Lengthy follow-up on XPointer and XML Schema from Henry S. Thompson on 2002-07-18 (www-xml-schema-comments@w3.org from July to September 2002)

From: Henry S. Thompson <ht@cogsci.ed.ac.uk>
Date: 18 Jul 2002 15:02:46 +0100
To: www-xml-schema-comments@w3.org
Message-ID: <f5b3cuh5e2h.fsf@cogsci.ed.ac.uk>
Eric van der Vlist <vdv@dyomedea.com> writes:

> On Wed, 2002-07-17 at 18:30, Henry S. Thompson wrote:
> 
> > We could do that, but it would be wrong (in my view).  Wrong because
> > it violates locality -- a barename link with name XYZZY is to what the
> > _target_ establishes as is its XYZZY ID, not the source.  
> 
> Can you clarify what you are calling the source and what you are calling
> the target?

Sorry not to be clearer, let me try to be as precise as I can.

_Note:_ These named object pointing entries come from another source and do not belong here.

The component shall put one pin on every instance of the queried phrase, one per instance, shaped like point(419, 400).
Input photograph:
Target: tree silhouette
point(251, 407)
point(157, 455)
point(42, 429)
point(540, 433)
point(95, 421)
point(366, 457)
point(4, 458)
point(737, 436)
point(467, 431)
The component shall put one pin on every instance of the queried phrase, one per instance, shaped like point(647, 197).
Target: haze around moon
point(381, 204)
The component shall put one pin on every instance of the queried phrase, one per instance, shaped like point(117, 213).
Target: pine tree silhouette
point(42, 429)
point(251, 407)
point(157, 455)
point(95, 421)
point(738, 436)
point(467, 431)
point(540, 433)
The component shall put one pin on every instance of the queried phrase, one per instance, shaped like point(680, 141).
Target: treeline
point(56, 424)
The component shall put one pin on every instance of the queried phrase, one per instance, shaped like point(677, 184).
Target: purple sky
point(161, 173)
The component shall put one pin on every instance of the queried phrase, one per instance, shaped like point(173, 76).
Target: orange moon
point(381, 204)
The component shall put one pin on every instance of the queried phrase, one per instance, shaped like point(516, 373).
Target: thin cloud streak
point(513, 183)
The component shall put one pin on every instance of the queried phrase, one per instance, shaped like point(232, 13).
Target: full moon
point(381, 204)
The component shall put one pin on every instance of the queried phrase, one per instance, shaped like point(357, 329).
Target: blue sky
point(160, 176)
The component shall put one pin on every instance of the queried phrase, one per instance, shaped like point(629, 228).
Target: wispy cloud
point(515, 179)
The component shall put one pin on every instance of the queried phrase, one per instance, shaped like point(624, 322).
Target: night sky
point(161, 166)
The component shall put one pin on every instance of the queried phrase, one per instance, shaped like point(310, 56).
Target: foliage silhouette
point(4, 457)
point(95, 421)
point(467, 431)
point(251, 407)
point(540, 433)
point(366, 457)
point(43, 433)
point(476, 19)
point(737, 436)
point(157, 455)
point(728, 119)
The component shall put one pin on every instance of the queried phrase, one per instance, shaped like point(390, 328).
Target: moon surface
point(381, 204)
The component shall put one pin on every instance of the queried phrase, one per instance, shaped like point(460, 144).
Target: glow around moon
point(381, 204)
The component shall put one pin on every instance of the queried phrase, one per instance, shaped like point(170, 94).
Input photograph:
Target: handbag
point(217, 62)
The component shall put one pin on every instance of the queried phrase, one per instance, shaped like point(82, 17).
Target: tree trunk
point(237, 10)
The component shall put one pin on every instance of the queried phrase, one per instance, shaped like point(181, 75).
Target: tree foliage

   *source*---An XML document containing an remote absolute http-scheme
   URI reference (call this *ref*) which includes a (shortform) fragment
   identifier XYZZY (call this the *idref*)

   *user agent*---The application/machine which issues the GET request for
   *ref*

   *server*---The application handling the GET request at the machine
   identified by domain name part of *ref*

   *target document*---The XML (i.e. the *server* believes it is of
   mime type text/xml or application/xml or . . ., given any accept
   header parameterisations sent along with the GET for *ref*)
   document identified by *ref*, ignoring the fragment identifier part
   thereof, as returned by the *server* in reply to the GET request
   for *ref*

   *TDI*---The representation of the infoset of the *target document*
   constructed by the *user agent*

   *intended target*---The element information item in *TDI* intended
   by the author of *source* as the referent of *ref* (including *idref*)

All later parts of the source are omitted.